Cyprus opened on Friday a new round of negotiations with its potential creditors on a bailout that the crisis-hit country needs to support its ailing banks and services its debt payments.

Negotiators from the European Commission, the European Central Bank and the International Monetary Fund — collectively known as troika — held talks with senior government officials and bureaucrats from the finance ministry and the central bank.

Government spokesman Stefanos Stefanou said Friday's talks were limited to reviewing what has been discussed so far through long-distance teleconferencing and that negotiations will delve deeper as the talks progress.

"The assessment is that a lot of work has been done and progress has been made in the negotiations we've had with the troika so far and certainly, there's plenty of work that remains to be done," Stefanou told reporters after the meeting.

Talks are expected to carry on into next week, but a senior government official said earlier this week that it's unlikely a bailout deal would be signed after these negotiations and may have to wait for a later visit by the troika officials.

Cyprus sought financial aid in June to prop up banks that suffered huge losses on bad Greek debt and to pay its bills. The country has been unable to tap international markets since last year because of its junk credit rating, while a request to Russia for a loan has stalled.

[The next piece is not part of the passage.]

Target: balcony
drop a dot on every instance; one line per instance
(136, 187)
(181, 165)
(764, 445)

The government says it has enough cash to see it through the year's end, but wants a deal quickly.

"Our goal is to continue negotiations and whether we conclude in an agreement will become apparent as the talks progress," Stefanou said, repeating that the government remains focused on reaching a deal "as quickly as possible."

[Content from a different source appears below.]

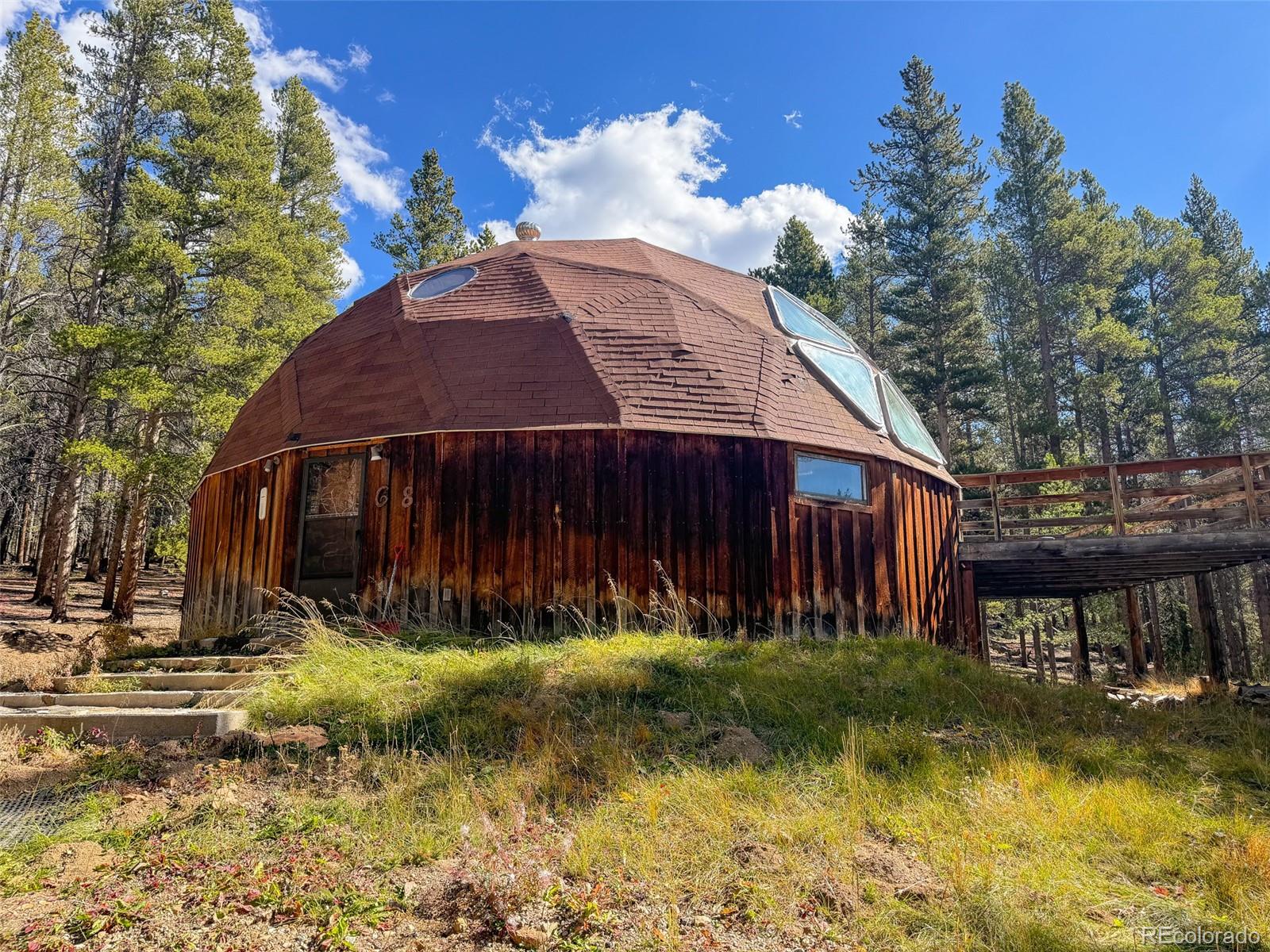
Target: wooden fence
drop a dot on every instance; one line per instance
(1210, 493)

The government says it has essentially met a troika condition to slash around €1 billion ($1.27 billion) from the bloated public sector and generating revenue from tax hikes over three years. It is reluctant, however, to go agree to privatize profitable, state-owned companies, to put cooperative banks under centralized supervision and to do away with inflation-indexed pay rises.

The main hurdle to a deal is how much money the Cypriot banking sector — which has assets worth eight times the size of the country's €18 billion ($22.85 billion) economy — will need to recover. The Cypriot government says it'll need somewhere around €6 billion ($7.62 billion), while troika officials estimate it will be at least twice that.